Joey Ramone
by Steve Huey
Joey Ramone's signature bleat was the voice of punk rock in America. Sporting a leather jacket and torn jeans (like his bandmates) and hiding his face behind a pair of sunglasses and a thick shock of dark hair, the lanky Ramone helped define punk's early image as well and his two-decade-plus tenure as frontman of the Ramones made him a countercultural icon.
Ramone was born Jeffrey Hyman on May 19, 1951 (though he frequently claimed the year was 1952) in Forest Hills, part of the Queens section of New York City. Rock & roll gave the teenaged Joey Ramone an escape from his parents' divorce and he began playing in glam-influenced bands in the early '70s. He co-founded the Ramones in 1974 with friends John Cummings and Douglas Colvin, upon which point all three adopted Ramone as their stage surname. Joey Ramone initially served as the group's drummer before switching to vocals and having his former spot taken by manager Tommy Erdelyi. The Ramones quickly became regulars at the Bowery club CBGB's and their brief, rapid-fire concert style became the stuff of legend. When the Ramones recorded their debut album in 1976, it heralded the true birth of punk rock; although groups like the Stooges, MC5, and New York Dolls laid the groundwork, the Ramones' hooky, three-chord songwriting, cheerfully dumb humor, and boundless energy created the blueprint that countless punk bands would follow in the decades to come. Their 1976 tour of the U.K. helped ignite that country's punk scene as well and their impact on American music was never more apparent than in the '90s, when a legion of punk-pop bands who never could have existed without the Ramones' music took that sound to the top of the charts.

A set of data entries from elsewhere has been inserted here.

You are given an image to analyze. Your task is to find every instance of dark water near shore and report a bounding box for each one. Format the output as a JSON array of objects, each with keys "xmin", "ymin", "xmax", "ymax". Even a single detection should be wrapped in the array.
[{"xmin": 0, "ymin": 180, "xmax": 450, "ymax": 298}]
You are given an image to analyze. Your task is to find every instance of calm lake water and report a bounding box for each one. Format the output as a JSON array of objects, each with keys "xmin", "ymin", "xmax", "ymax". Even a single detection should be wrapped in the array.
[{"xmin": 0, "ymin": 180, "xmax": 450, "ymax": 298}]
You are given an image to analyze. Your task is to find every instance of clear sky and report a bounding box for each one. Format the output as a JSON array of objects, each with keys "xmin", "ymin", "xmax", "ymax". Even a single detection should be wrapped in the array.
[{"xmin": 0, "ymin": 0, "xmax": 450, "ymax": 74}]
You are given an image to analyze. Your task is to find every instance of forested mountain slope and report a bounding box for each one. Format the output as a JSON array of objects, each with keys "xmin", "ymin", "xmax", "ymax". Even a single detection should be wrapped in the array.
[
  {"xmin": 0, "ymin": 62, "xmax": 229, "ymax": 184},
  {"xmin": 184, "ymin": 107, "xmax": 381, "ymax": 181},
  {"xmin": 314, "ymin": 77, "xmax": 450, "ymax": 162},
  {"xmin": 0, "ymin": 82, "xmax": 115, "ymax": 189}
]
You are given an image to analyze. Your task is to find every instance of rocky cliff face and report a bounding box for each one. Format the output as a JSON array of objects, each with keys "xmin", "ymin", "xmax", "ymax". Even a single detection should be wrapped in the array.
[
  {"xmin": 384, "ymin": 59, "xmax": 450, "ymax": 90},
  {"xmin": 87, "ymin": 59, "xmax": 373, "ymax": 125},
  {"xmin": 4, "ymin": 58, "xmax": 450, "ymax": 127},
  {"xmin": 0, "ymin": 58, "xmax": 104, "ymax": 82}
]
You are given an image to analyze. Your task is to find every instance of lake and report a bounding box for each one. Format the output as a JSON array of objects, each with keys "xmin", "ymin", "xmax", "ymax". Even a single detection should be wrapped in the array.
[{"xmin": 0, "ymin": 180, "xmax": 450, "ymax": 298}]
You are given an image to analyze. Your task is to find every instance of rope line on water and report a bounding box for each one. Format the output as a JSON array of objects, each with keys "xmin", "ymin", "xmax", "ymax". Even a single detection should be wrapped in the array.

Despite their enormous influence, a career that spanned two decades, and a handful of undisputedly classic albums, the Ramones never became stars in their own right -- even though the sound they'd pioneered came to dominate popular music during most of the '90s and even though the band recorded during that decade with a newly clean and sober focus. After touring with the 1996 Lollapalooza festival, the Ramones concluded that the stardom they'd always coveted was never to be and they disbanded before the end of the year. Despite having released the collaborative EP In a Family Way with his brother Mickey Leigh in 1994 (under the name Sibling Rivalry), Joey Ramone largely shunned the spotlight following the breakup. He did make occasional public appearances and worked for a time as a radio DJ; toward the end of the decade, he also began working sporadically on a solo record. He assembled a band featuring guitarist Daniel Rey, bassist Andy Shernoff (ex-Dictators), and drummer Frank Funaro (Cracker) and played several gigs in the New York area. Sadly, before the record could be completed, Ramone succumbed to lymphatic cancer on April 15, 2001; he was 49 years old.